Menurut dia, sosok pengganti Setnov bukan sekadar memiliki sumber dana cukup. Tetapi, dibutuhkan seorang tokoh yang memiliki visi, berintegritas, bersih, dan berakar kebawah. Sehingga ia mampu membangun citra yang positif.
“Sebagai citra partai politik pembaharu, Golkar harus mampu membersihkan partai dari lingkaran korupsi. Jika tidak, Golkar akan menemui ajalnya, ia akan kalah pada pemilu 2019. Selain itu, tentu saja pengganti ketua Golkar tidak berada dalam kabinet. Ataupun intervensi dari luar, kemudian menggiring Golkar sekedar menjadikan kendaraan politik Pilpres 2019,” imbuh Jafar.
Hal ini, kata dia, tentu akan menurunkan bargaining position, bahkan Golkar bisa hancur. Mengingat, Presiden Jokowi akan maju pilpres 2019. Kemungkinan lain tak terhindarkan adalah pengaruh kekuatan modal. Maka Golkar akan menjadi partai kartel. Jika ini terjadi, maka kehadian Golkar sebagai partai Golkar baru sebagimana yang digagas oleh Akbar Tanjung tinggal slogan. Golkar kehilangan momentum untuk berperan dan menjadi partai reformis.

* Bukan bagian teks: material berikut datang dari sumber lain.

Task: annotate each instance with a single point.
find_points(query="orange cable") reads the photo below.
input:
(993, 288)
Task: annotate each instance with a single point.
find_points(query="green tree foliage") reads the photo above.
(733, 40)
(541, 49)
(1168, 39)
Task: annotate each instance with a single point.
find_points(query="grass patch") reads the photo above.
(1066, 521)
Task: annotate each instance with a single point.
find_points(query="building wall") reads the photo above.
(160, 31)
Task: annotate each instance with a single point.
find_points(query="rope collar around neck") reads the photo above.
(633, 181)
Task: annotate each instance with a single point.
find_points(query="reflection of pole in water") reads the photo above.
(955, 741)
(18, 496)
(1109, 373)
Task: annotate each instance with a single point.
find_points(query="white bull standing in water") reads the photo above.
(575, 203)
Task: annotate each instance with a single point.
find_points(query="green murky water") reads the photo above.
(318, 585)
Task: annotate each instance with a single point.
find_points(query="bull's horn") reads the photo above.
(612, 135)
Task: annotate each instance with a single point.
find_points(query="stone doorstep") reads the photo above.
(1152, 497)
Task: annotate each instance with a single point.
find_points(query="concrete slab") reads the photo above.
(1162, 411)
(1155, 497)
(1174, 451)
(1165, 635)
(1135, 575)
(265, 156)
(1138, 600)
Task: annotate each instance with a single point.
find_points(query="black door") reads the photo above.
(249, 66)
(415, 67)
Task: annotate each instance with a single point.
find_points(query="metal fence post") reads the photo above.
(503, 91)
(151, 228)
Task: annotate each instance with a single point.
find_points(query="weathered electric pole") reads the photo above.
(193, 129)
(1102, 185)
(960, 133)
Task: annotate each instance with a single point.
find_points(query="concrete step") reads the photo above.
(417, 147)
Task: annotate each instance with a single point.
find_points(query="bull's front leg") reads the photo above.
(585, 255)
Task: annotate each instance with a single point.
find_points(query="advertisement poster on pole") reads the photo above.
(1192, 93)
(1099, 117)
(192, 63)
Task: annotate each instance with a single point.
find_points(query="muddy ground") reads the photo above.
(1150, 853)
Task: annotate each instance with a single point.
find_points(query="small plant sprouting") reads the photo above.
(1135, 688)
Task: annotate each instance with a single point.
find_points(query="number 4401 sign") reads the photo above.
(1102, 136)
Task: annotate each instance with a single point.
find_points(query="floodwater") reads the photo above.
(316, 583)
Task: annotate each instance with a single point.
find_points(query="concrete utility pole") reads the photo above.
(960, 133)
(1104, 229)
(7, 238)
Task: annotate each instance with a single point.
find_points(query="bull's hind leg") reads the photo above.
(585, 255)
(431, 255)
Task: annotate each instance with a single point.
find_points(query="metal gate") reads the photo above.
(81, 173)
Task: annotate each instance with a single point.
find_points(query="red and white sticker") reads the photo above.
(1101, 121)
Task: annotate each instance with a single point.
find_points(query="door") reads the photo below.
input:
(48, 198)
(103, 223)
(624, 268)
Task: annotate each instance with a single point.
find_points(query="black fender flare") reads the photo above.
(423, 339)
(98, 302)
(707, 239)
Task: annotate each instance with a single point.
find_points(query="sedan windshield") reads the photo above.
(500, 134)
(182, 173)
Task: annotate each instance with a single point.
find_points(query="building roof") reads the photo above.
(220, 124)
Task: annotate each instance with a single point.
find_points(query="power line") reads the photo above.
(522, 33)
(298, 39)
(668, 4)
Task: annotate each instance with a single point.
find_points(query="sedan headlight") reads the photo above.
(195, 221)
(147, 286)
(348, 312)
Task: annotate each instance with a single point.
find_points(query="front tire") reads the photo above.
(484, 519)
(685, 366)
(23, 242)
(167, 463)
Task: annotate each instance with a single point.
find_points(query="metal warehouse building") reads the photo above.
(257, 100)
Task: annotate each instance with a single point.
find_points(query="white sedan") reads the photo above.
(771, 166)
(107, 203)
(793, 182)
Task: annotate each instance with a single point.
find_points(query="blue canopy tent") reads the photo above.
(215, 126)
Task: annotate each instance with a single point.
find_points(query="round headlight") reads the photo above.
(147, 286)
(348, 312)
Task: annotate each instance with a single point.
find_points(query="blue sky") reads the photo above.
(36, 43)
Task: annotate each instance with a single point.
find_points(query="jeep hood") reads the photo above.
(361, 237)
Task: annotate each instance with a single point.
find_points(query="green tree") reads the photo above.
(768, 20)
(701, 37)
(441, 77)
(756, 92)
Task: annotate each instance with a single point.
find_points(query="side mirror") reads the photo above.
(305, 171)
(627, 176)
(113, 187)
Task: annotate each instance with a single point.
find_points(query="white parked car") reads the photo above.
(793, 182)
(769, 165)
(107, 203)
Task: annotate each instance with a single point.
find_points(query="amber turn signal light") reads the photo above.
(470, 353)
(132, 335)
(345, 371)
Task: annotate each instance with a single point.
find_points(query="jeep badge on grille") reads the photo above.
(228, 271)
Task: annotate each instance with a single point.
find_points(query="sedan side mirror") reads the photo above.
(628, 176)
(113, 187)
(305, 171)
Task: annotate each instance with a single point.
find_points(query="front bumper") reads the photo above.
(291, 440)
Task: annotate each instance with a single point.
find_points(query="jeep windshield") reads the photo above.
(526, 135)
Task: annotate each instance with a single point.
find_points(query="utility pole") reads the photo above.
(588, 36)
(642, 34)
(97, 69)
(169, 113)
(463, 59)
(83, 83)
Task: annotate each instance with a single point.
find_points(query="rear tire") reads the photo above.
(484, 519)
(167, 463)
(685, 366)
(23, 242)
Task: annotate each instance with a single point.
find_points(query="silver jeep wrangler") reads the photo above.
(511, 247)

“Pada akhirnya, krisis Golkar kedua ini, menjadi pembenaran sejarah. Bahwa Golkar memang partai korup. Partai yang hanya sekedar alat bagi penguasa atau perkumpulan para politisi yang tujuannya hanya untuk kepentingan pribadi dengan jalan menjarah kekayaan atau keuangan negara,” pungkasnya.